Dikkat ederseniz bugünün şehirleri üç bölümden oluşmaktadır. Birincisi vitrin, ikincisi arka sokaklar, üçüncüsü de varoşlardır. Vitrinde ye ye diye çılgınca oynayıp bağıran, arka sokaklarda onların varlığına göz koyan, varoşlarda da adeta bütün dertleri cılız omuzlarında taşımaya çalışan insanları görürsünüz. Washington’da, Berlin’de, Tokyo’da bunları görürsünüz. Bu hastalığın bize bulaşmadığı dönemlerde bizim hiçbir şehrimizde göremezsiniz. Bir zamanların Edirne’si, Bursa, Mardin, Konya, İstanbul’u böyleydi.

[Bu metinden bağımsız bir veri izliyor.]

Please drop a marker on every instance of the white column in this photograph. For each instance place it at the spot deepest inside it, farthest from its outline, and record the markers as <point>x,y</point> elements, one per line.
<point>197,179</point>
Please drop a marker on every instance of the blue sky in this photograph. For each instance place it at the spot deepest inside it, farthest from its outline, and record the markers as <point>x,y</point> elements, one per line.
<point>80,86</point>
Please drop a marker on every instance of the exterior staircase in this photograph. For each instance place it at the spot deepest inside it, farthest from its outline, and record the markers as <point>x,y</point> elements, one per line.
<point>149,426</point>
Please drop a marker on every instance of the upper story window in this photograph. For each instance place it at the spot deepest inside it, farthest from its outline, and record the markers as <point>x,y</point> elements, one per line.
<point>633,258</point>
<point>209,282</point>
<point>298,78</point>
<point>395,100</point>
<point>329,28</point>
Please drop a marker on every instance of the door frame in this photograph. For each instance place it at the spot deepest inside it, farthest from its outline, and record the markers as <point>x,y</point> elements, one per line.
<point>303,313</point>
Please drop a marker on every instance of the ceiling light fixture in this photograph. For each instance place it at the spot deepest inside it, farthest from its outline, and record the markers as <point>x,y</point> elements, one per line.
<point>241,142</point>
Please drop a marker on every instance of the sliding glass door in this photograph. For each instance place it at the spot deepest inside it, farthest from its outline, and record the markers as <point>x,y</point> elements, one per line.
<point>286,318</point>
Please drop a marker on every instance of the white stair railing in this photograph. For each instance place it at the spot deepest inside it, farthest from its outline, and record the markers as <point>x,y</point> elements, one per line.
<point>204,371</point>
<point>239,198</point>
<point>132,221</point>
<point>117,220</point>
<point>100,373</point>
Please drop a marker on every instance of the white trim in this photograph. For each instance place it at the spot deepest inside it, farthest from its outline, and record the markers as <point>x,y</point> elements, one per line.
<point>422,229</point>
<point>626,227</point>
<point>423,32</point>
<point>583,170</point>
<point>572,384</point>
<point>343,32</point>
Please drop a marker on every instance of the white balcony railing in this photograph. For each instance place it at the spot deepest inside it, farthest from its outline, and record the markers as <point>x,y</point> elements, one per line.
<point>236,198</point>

Yalnız binaları yükseltmek yetmez, orada yaşayanları da erdemlerle yüceltmelisiniz. Binaların yüceleşip, insanların cüceleştiği bir yerde huzur aramak beyhudedir. Şeyh Edebalı’nın “İnsanı yaşat ki devlet yaşasın” sözü başlara taç edilmelidir.

Ahmet Hamdi Tanpınar’ın Bursa’da zaman isimli şiirinde “Bursa’da bir eski cami avlusu, Küçük şadırvanda şakırdayan su…”diye başlayan şiirin mısraları bile Bursa’yı devirler ötesine götürmeye yetmektedir. Ya İstanbul için yazılanlar? İşte Samsun içinde böyle şaheser şiirler yazılmaya başlandığında biz bu şehrin kapılarını yeniden dünya’ya açmış olacağız.

Kendini arayan insanların olduğu gibi, kendini arayan şehirler de vardır. Bu anlamda Samsunu “kendini arayan şehir” olarak görüyorum. Samsun bu şehre gönül verenlerin kanatları altında uçmaya hazırlanan bir güvercin, belki okyanusa açılacak bir yelkenli gibidir. Sadece rüzgâr bekliyor. Rüzgârını bulduğu gün kendini de bulacağına inanıyorum. Anlatmaya çalıştığım her şey o rüzgârın içinde. İşte bu rüzgârı bulmak, bütün mesele bu.

 
Toplam blog
: 574
: 922
Kayıt tarihi
: 09.08.06
 
 

Samsun Yazarlar Derneği (Kurucu) Başkanı. 12 kitabı neşredildi. Türk Güreşinin Sembol ismi Yaşar ..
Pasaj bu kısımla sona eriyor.